Cache Hierarchies and Hit Rate Optimization

The lifecycle of persistent caching follows strict hardware enforcement. First, an application specifies a memory window (e.g., a 32KB block of model weights) using an access policy window. The user must query the maximum persistent L2 cache size via cudaDeviceProp::persistingL2CacheMaxSize to ensure the reservation is physically possible. When the kernel executes and the SM fetches the annotated data from global memory, the memory controller marks the 32-byte sectors 24 with a high-priority retention tag. Subsequent thread blocks requesting the same tensor hit the L2 set-aside region instantly. If the user later invokes cudaAccessPropertyNormal, the preferential tag is stripped, and standard LRU eviction resumes.

Using persistent L2 caching for frequently broadcasted parameters—like KV cache keys in a multi-query attention head or bias vectors—prevents catastrophic L2 thrashing.
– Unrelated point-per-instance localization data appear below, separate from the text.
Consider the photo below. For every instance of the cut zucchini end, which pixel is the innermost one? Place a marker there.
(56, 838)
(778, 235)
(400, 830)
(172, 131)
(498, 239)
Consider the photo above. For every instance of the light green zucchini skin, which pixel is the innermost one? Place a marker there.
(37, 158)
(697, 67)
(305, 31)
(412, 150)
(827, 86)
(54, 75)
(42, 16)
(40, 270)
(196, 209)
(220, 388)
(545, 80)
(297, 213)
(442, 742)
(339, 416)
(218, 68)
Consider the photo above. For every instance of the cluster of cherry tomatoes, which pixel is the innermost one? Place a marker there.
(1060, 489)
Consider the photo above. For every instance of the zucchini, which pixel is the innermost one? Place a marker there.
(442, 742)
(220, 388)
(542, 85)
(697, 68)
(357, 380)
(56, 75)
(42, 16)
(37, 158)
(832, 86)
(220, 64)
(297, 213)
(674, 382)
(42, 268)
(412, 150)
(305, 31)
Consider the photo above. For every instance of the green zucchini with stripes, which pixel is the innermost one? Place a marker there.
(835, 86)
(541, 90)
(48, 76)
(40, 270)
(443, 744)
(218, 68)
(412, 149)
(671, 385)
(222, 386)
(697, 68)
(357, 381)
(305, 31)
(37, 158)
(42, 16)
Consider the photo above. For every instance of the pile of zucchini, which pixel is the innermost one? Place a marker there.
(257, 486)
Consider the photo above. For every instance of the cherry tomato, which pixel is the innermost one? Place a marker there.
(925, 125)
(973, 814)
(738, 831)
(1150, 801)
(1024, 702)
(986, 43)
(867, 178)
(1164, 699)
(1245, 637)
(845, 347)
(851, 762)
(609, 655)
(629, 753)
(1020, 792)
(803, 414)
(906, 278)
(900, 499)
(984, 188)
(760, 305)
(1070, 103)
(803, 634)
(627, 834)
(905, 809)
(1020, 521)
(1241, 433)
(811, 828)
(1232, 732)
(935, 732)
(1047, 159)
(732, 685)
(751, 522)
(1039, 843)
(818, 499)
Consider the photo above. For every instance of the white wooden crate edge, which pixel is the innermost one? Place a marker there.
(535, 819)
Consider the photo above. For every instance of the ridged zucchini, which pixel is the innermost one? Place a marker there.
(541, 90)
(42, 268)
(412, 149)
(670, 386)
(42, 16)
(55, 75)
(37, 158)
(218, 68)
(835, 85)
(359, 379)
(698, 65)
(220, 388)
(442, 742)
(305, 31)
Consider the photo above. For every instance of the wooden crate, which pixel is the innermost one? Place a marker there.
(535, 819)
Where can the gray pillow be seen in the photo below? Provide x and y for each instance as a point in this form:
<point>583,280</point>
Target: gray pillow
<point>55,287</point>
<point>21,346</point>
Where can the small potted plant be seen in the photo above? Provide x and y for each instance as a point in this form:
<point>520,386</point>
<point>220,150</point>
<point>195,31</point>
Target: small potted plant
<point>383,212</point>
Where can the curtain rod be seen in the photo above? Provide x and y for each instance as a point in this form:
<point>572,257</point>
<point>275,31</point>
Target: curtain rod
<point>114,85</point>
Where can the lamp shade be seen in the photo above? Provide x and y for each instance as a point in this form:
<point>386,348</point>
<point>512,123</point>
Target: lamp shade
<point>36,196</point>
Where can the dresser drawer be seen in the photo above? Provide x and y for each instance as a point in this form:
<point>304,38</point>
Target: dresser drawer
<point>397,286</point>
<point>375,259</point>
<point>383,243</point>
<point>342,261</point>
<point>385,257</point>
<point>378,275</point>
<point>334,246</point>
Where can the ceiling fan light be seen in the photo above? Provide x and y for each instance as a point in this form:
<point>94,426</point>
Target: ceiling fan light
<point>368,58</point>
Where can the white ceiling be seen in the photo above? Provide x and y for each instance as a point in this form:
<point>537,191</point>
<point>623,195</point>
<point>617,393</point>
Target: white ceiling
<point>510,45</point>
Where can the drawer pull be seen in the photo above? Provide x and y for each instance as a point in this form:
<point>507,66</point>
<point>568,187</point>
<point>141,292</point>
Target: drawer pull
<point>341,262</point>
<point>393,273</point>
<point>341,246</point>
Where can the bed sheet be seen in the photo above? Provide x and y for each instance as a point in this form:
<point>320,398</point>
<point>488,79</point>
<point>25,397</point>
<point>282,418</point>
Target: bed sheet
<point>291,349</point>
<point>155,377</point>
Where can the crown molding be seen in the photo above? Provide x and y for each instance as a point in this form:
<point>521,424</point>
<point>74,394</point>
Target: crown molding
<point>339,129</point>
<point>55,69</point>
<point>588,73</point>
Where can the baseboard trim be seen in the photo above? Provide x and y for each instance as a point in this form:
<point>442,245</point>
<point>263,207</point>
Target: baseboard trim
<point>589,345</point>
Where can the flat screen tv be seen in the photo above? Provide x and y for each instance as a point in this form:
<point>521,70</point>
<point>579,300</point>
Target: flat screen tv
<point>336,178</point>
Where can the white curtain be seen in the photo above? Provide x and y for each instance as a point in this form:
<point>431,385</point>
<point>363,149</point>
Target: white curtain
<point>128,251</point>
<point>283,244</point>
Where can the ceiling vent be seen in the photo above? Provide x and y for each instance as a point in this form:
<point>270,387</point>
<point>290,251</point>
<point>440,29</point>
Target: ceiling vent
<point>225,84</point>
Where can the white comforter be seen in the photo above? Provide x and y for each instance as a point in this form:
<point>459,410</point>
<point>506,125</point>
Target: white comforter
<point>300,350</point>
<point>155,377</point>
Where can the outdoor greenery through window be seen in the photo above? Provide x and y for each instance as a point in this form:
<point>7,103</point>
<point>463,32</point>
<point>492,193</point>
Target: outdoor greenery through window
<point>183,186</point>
If a streaming matrix multiplication streams 100MB of input activations through a 50MB L2 cache, it normally evicts everything. Pinning a 5MB bias tensor via persisting access ensures it never drops back to HBM, maintaining high SM utilization throughout the massive activation sweep.

In LLM inference, specifically continuous batching systems, the L2 cache is heavily utilized to persist the most frequently accessed system prompts or early sequence KV tokens. Pointers to these specific token embeddings are explicitly passed to cuda::annotated_ptr with cuda::access_property::persisting to guarantee immediate availability for all concurrent decoding requests.

Engineers must set the cudaLimitPersistingL2CacheSize optimally—oversubscribing the partition causes the hardware to default back to internal eviction within the set-aside space, defeating its purpose. At the assembly level, using the prefetch.global.level::eviction_priority instruction in PTX (with modifiers .L2::evict_last or .L2::evict_normal) hints to the hardware exactly how long prefetched cache lines should survive. Conversely, developers should stream "write-once" output data using cudaAccessPropertyStreaming so it bypasses L2 persistence entirely, freeing space for critical reads.

The Libcu++ library exposes cuda::annotated_ptr for elegant C++ integration of cache controls. Nsight Compute provides specific, actionable metrics on L2 hit rates (e.g., lts__t_sectors_hitrate) and tracks L2 persisting partition utilization across kernel boundaries.

Systems engineers are strictly expected to know that the L2 cache isn't just a passive hardware block; it is an orchestratable resource. Questions regarding "how to prevent L2 thrashing during massive tensor operations" rapidly differentiate candidates who read architecture whitepapers from those who only rely on standard high-level PyTorch APIs.